I couldn’t read my Garmin very well between the rain and my 40-something eyes, but I could see that I was at least 18 minutes ahead of my pace to qualify for Boston. I’m used to running negative splits and realized I was not going to at this point. I could see the 20-mile marker and I smiled to myself because I had never run 20 miles before. I downed the last of my 5 gel packs hoping that it would keep me going. This was no easy run and I still wasn’t sure it would be enough.
Shortly after this, I started to see more EMS vehicles and I tried not to look at them. I didn’t want to think about hitting “the wall.” I purposefully looked away as soon as I noticed any medical personnel. I went back and forth with a guy who was moaning, groaning and limping. The third time I ran by him, he said “Not you again!” I asked him if he was OK. He grimaced and said “yeah” weakly. I was relieved to get far enough away that I couldn’t hear him. He was the only person I saw who appeared to be hitting the infamous wall.

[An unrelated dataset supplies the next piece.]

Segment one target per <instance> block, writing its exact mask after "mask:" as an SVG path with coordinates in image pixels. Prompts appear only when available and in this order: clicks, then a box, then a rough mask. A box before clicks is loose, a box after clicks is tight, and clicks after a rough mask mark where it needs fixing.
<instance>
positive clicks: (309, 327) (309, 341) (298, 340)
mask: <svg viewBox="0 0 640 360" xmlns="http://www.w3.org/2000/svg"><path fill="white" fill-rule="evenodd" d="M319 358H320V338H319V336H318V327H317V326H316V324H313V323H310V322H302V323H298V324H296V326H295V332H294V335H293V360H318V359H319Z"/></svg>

I had explored different points along the course the day before and was enthused as I passed by each landmark. I knew the end was near. By mile 23, my calves were shot and my shins felt mostly numb. The rain had stopped and I had peeled away from anyone that I had been chatting with. I was on my own. I know it sounds crazy but this was point I realized I actually was having “fun.” I just knew I was going to make it all the way even if I walked. My dream was alive!

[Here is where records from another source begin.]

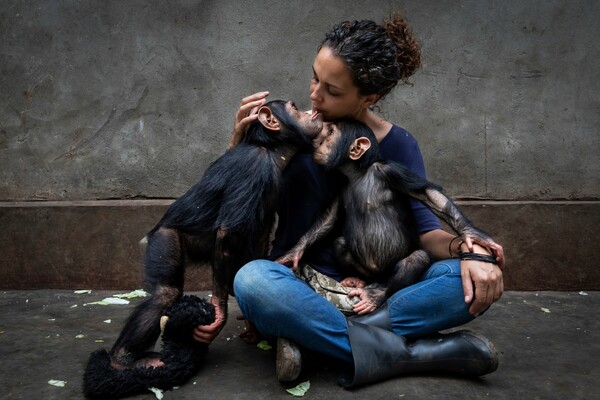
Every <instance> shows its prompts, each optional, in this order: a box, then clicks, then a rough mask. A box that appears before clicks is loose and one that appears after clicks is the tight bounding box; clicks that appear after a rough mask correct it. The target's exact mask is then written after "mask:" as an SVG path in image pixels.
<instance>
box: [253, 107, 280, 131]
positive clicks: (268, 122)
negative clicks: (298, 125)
mask: <svg viewBox="0 0 600 400" xmlns="http://www.w3.org/2000/svg"><path fill="white" fill-rule="evenodd" d="M258 120H259V121H260V123H261V124H262V125H263V126H264V127H265V128H267V129H268V130H270V131H279V129H281V125H280V124H279V120H278V119H277V117H275V115H273V113H272V112H271V109H270V108H269V107H261V108H260V109H259V110H258Z"/></svg>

The last mile was a gradual uphill. As I turned the final corner and left the path, I had to “jump” onto a curb. I’m glad I was able to clear it! All I had to do now was cross the bridge and run past the crowd of cheering spectators. I attempted to pick up my pace and I’d like to think I did. I’m pretty sure that I improved my form a little, but I hadn’t left much on the course to spare. I arrived to the finish line with a huge smile on my face. I took my hat off and threw my arms in the air, just like Lorraine said to do after every run. I proudly walked into the crowd. I didn’t feel like bursting into tears, as I had been told I would. I was simply filled with the sense of accomplishment that I had earned. That was all I needed. I had qualified for the Boston Marathon with plenty of time to spare!
My online friends have suggested that I change my username. That isn’t going to happen because I am, and will always be a “wannaberunner”. I know I have a long way to go before I reach my full potential. I have so much to learn but I am off to a good start. I look forward to training for the Boston Marathon and continuing to set new PRs in many distances with the support of my family, friends, my massage therapist, my physical therapist and his staff, Lorraine Moller and of course, Nobby Hashizume. This wannaberunner’s story has only just begun.
Today, on the anniversary of my first 5K, my 12-year-old daughter placed 1st overall female in the Elorapalooza 5K! I hope she realizes that if she wants to, she can be a “great runner!” Maybe wannaberunner2?
Thank you Nobby, a million times for being a spectacular Lydiard advocate and sharing all that you know. I would also like to thank you for sharing the gifts that are innately your own.